Often technical issues around computer configuration can be frustrating, but they are an important component of doing data science. You will need a number of different systems setup on your computer for this class.

We will be testing this semester a online JupyterHub instance that should simplify a lot of the setup. However this is still in an alpha release and it would be good to get an alternate compute environment setup on your laptop.

In describing options, there are cloud and laptop based ways of doing the exercises.

Cloud

A cloud based way of doing data science doesn’t require you to install anything and you can be up and running in working with concepts asap.

Our Cloud: lab.analyticsdojo.com

For the cloud instance at lab.analyticsdojo.com, there is some cool technology that is driving this.

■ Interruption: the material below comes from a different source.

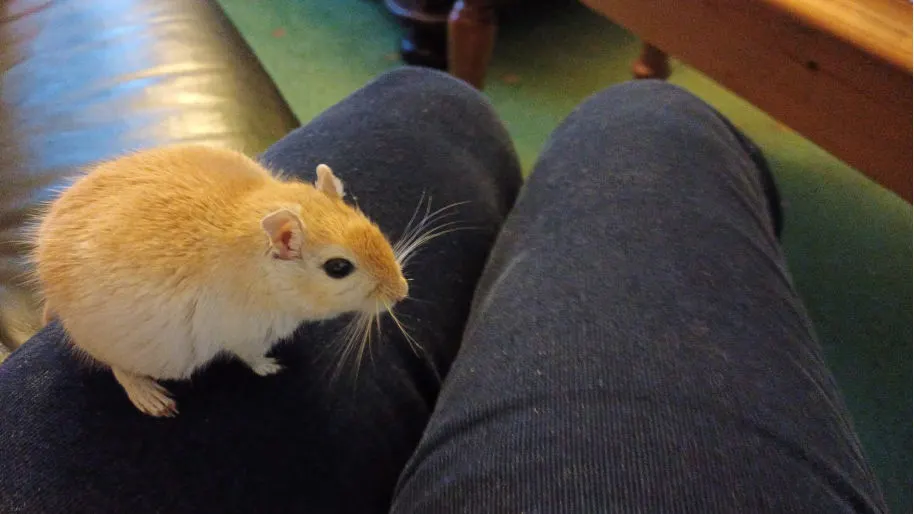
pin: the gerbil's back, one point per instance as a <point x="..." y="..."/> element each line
<point x="151" y="214"/>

We are utilizing Kubernetes on the Google Cloud Platform to run Jupyterhub. This is based on some amazing work by a talented community of open source developers.

When someone logs into the platform, the students obtain their own container to run on, giving them access to a compute environment that is much more flexible than a typical brower.

##Laptop When running on your laptop, there are 2 different configuration options that that are possible.

For most users, managing the analytics environment with Anaconda seems to work quite well. Anaconda is a package manager with detailed instructions for Mac/Windows/Linux users. In this clase

It is also possible to run Docker on your laptop, mirroring the same compute environment that you enjoyed on JupyterHub cloud environment. This has worked perfectly in the past for Mac users and not so well for Windows users, but I understand Docker for Windows has come a long way.

Please feel free to post issues on the Slack channel.

Follow the instructions to install git/GitHub Desktop and Anaconda.